The last decade has seen an increasing interest in techniques and tools to process streaming data. SP systems define abstractions to continuously query streams of (typically relational) data [3], while CEP systems aim to detect situations of interest from streams of low-level event [11, 14].

SP and CEP systems are not suited to process Web structured data, to integrate background knowledge, and to perform ontological reasoning [2]. Stream Reasoning (SR) systems address these limitations by adapting stream processing to the RDF data model [12, 19].

As discussed in Sect. 2, most SR systems follow the CQL approach and extend SPARQL with windows to support continuous queries over streaming data. C-SPARQL [5], CQELS [17], SPARQL\(_{\text {stream}}\) [8], and Laser [6] all follow this direction. DL-Lite\(_\mathcal {A}\) (S, F) [13] extends DL-Lite\(_\mathcal {A}\) to perform spatial and window-based temporal reasoning over streams. Some proposals investigate the use of Answer Set Programming (ASP) for SR. LARS [7] features model-based semantics by building on ASP enriched with window operators. StreamRule [22] combines a window-based engine, such as CQELS, with an ASP reasoner. INSTANS [23] avoids windows and demonstrates that standard SPARQL queries can express several common forms of ontological and temporal reasoning. Although conceptually interesting, the approach lacks high-level abstractions to express the reasoning tasks. Moreover, it currently does not provide a level of performance comparable with state-of-the-art SP/CEP systems. Perhaps the approach most closely related to ours is EP-SPARQL [2], which extends SPARQL with temporal operators derived from the CEP domain. However, it does not investigate in depth the relation between detection of temporal patterns and semantic inference, as we do in our model.

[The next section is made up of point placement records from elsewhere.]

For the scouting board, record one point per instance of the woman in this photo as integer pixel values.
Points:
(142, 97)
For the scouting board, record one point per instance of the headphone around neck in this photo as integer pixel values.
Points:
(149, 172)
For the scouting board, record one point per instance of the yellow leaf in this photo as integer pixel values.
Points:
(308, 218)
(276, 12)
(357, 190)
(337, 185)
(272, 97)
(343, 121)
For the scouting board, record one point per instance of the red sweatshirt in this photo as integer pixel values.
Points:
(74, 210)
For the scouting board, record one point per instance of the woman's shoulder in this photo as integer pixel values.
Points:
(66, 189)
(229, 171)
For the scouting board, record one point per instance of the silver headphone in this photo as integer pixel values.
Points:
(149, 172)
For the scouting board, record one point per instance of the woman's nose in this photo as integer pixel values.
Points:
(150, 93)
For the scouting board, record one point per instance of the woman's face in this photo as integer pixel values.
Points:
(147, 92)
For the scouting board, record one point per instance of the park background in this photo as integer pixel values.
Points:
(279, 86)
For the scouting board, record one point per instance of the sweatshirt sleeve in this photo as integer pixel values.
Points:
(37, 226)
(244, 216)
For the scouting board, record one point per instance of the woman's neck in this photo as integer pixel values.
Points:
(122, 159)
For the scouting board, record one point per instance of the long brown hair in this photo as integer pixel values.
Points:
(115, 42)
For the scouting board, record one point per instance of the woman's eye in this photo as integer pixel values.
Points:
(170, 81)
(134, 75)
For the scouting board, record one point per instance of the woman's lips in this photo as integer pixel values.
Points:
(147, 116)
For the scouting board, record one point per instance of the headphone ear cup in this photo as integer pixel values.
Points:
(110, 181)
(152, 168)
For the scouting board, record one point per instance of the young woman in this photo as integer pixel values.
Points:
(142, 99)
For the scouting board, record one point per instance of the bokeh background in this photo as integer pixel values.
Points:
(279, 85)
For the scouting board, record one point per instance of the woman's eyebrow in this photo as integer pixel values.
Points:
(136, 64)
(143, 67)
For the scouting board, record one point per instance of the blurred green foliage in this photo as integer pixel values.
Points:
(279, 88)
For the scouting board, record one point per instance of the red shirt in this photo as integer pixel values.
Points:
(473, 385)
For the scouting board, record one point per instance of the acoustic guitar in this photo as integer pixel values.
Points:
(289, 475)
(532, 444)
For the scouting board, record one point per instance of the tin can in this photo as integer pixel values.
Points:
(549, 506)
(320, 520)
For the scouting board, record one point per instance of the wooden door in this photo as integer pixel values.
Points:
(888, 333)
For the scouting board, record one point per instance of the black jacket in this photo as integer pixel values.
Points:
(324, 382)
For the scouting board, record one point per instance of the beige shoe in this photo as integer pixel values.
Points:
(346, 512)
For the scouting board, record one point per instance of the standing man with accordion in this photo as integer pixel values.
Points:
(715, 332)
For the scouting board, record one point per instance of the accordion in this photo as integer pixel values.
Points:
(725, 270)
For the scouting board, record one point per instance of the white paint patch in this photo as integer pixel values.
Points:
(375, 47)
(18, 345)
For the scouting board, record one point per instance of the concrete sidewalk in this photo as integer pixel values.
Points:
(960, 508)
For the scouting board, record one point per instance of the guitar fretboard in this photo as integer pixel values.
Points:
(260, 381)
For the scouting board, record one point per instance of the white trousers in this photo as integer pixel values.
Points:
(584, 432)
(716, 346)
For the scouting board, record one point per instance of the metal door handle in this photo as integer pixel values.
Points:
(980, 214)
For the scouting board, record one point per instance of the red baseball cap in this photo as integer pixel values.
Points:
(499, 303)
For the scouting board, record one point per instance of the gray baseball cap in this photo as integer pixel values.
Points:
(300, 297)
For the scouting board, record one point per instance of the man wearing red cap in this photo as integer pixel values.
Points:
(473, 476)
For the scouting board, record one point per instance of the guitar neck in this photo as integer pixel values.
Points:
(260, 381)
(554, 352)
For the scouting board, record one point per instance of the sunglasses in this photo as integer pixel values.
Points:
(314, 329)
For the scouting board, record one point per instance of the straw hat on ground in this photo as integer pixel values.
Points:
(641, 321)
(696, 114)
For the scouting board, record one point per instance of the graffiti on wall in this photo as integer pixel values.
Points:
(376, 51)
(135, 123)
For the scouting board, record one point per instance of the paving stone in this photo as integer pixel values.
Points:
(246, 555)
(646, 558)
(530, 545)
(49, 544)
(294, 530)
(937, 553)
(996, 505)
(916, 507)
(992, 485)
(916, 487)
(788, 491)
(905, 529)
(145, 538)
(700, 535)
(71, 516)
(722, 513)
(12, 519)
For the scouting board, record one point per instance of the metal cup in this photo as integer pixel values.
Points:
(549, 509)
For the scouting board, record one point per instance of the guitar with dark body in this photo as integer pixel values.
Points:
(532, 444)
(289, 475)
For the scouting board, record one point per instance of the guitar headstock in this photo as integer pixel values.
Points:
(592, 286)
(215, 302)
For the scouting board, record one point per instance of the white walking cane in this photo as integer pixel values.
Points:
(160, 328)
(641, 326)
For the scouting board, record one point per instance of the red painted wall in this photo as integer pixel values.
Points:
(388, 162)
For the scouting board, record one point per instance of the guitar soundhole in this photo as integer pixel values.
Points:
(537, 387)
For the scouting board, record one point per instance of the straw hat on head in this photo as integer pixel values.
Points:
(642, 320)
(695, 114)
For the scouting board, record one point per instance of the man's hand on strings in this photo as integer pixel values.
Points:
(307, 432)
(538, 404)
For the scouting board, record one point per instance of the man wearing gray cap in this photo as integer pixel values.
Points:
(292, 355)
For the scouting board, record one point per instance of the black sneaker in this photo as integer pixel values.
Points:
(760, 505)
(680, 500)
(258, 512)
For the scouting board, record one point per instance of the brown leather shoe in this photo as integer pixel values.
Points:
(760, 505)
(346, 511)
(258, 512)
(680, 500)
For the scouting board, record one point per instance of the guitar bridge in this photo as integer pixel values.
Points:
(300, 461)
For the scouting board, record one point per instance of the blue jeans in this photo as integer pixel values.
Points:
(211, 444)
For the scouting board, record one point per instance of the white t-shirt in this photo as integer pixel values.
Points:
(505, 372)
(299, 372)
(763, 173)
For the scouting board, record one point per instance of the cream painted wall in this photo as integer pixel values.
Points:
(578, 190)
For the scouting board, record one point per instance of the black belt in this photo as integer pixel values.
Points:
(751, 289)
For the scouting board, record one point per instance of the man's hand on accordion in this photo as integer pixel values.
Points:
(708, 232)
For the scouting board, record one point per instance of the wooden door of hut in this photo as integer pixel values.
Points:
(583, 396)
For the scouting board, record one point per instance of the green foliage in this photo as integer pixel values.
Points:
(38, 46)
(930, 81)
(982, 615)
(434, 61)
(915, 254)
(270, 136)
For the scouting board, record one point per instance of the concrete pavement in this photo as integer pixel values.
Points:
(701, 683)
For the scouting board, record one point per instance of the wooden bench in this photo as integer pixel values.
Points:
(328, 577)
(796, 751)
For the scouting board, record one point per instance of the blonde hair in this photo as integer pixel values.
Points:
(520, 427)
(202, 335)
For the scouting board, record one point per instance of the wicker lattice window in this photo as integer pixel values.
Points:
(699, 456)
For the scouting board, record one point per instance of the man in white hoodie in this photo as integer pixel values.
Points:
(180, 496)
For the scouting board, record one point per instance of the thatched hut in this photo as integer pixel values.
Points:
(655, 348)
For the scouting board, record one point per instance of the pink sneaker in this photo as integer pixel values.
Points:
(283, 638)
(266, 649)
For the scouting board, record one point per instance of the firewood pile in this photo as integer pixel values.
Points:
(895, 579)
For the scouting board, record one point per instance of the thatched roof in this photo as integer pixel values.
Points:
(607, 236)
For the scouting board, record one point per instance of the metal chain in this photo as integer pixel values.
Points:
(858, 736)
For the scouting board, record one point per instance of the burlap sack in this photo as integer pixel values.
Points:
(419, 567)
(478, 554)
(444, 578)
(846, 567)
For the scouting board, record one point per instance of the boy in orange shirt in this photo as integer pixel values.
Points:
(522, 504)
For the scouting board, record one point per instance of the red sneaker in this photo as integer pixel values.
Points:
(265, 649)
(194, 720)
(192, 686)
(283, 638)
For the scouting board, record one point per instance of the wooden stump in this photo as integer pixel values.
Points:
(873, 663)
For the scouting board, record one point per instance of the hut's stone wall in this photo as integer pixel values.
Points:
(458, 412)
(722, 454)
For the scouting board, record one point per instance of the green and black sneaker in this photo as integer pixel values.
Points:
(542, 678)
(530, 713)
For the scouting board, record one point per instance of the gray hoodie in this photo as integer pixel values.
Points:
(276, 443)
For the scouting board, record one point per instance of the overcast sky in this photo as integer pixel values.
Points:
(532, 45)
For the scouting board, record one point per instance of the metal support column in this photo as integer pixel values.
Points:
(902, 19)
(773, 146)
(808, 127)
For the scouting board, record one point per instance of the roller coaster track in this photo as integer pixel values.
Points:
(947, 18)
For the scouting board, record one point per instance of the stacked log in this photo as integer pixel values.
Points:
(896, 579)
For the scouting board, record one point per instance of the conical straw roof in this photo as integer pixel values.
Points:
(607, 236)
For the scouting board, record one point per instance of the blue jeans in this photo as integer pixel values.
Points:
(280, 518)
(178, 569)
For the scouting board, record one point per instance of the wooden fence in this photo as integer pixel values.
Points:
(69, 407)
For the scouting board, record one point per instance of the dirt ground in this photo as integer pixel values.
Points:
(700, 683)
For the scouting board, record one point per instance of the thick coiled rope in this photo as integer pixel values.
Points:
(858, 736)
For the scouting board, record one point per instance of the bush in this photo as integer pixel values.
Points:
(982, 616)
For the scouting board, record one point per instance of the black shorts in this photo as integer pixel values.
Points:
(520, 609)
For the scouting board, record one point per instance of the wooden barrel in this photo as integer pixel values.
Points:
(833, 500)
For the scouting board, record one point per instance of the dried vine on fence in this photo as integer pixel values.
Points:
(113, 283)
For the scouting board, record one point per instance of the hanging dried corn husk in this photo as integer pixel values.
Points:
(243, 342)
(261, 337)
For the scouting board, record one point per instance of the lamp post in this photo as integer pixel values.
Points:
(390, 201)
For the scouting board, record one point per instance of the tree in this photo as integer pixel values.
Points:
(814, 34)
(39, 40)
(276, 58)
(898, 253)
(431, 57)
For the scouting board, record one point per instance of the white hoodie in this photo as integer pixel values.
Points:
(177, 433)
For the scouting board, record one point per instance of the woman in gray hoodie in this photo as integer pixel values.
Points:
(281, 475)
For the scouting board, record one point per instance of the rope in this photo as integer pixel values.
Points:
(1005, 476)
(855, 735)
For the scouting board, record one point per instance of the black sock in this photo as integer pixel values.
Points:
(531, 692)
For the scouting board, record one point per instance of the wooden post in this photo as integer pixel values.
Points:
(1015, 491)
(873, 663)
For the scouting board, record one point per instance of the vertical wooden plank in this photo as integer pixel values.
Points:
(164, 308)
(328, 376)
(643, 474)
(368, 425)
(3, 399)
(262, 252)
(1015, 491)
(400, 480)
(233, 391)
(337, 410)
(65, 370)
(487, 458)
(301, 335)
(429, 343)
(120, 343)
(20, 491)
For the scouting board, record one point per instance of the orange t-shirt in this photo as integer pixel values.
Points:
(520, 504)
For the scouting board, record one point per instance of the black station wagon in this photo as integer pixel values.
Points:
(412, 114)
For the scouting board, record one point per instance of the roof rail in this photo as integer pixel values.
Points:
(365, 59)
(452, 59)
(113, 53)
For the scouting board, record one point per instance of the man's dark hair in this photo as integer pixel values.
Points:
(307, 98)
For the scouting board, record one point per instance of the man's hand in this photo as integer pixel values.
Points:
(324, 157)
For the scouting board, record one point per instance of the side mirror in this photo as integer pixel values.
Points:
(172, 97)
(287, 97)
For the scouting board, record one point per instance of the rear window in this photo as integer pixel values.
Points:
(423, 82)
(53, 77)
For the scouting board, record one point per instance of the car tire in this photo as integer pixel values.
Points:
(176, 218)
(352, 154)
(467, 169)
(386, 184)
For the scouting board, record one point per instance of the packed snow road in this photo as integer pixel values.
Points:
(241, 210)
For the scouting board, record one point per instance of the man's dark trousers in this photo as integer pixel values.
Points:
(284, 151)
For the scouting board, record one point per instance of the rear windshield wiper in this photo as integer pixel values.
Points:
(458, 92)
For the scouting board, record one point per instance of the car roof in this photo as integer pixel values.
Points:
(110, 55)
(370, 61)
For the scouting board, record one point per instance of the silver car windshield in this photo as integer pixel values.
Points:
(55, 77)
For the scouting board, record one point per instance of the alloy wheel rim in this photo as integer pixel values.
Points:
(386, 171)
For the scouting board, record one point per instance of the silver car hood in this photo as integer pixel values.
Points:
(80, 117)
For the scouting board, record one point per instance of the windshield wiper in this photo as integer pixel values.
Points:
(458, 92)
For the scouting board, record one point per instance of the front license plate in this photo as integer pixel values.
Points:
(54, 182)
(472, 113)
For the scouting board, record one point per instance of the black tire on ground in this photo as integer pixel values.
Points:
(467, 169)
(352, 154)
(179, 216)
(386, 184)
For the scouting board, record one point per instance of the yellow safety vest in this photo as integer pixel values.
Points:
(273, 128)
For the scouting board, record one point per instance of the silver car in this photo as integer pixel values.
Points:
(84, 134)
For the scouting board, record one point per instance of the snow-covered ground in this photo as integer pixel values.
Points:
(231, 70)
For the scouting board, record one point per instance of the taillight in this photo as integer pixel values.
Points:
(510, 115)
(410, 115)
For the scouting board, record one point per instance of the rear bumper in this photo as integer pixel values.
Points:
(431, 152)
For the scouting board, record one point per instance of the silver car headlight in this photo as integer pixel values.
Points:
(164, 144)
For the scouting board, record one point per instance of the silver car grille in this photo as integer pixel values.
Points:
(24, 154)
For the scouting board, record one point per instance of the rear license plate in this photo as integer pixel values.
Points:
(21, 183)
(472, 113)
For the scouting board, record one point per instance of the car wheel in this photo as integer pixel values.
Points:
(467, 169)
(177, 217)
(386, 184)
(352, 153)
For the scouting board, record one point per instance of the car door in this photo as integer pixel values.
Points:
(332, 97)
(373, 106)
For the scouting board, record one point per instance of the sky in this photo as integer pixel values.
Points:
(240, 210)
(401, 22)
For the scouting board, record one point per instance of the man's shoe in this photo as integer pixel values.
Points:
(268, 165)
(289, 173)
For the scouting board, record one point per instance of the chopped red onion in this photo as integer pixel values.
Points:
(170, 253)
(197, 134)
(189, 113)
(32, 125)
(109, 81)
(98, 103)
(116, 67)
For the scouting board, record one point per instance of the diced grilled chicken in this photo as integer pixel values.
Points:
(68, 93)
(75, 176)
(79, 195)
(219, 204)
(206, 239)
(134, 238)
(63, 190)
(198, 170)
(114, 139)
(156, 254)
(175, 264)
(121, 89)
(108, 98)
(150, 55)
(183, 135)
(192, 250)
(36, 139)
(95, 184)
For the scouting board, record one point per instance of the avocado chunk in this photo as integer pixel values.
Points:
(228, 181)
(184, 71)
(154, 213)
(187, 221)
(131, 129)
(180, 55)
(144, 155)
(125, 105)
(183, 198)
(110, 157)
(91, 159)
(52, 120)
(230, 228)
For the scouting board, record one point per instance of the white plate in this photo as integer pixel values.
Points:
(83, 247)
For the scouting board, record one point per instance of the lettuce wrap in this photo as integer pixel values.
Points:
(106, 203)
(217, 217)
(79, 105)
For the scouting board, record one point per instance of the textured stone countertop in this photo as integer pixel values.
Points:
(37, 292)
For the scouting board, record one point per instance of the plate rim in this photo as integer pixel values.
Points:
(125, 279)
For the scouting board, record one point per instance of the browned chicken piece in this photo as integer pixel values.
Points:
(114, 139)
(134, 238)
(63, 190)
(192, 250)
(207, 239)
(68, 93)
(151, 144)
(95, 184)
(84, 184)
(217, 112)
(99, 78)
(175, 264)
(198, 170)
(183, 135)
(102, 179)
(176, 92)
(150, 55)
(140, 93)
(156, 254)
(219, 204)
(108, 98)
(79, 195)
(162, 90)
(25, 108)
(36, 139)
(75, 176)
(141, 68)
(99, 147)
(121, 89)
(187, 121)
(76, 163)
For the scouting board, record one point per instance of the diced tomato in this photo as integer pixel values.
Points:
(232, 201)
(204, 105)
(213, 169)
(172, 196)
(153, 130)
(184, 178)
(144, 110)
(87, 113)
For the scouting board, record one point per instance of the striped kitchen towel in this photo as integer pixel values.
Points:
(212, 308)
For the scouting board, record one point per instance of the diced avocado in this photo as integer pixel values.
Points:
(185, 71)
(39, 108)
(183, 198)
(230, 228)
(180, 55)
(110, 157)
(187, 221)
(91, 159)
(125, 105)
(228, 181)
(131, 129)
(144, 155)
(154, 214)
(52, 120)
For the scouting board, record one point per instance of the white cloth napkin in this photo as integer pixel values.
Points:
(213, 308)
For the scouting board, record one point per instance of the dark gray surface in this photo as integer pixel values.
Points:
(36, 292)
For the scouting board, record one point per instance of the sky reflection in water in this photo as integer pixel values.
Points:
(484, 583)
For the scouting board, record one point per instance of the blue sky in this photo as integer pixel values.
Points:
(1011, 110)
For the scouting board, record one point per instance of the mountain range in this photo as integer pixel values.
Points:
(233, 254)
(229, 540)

Some approaches extend RDF with a temporal dimension [15, 24]. They differ from DOTR since they do not target on the fly detection of temporal patterns, and they integrate rather than decoupling ontological and temporal reasoning.

Finally, DOTR exploits the recent advances in incremental reasoning: they include the exploitation of time annotations [4], counting algorithms and parallel processing [25], and optimizations for small incremental changes [16].

7 Conclusions

This paper presented a novel model for SR that decouples ontological and temporal reasoning. It grounds ontological reasoning on RDF graphs and Datalog rules, and temporal reasoning on a CEP language that provides an expressive yet computationally efficient subset of a metric temporal logic. We implemented the model by building on state-of-the-art tools for event processing and knowledge storage, query, and inference. The resulting system outperforms existing SR systems, showing that the added expressiveness in terms of temporal reasoning can be beneficial for processing, too. As future work, we will study the usability and expressiveness of the model in greater details, also considering primitives to alter the content of the background knowledge over time.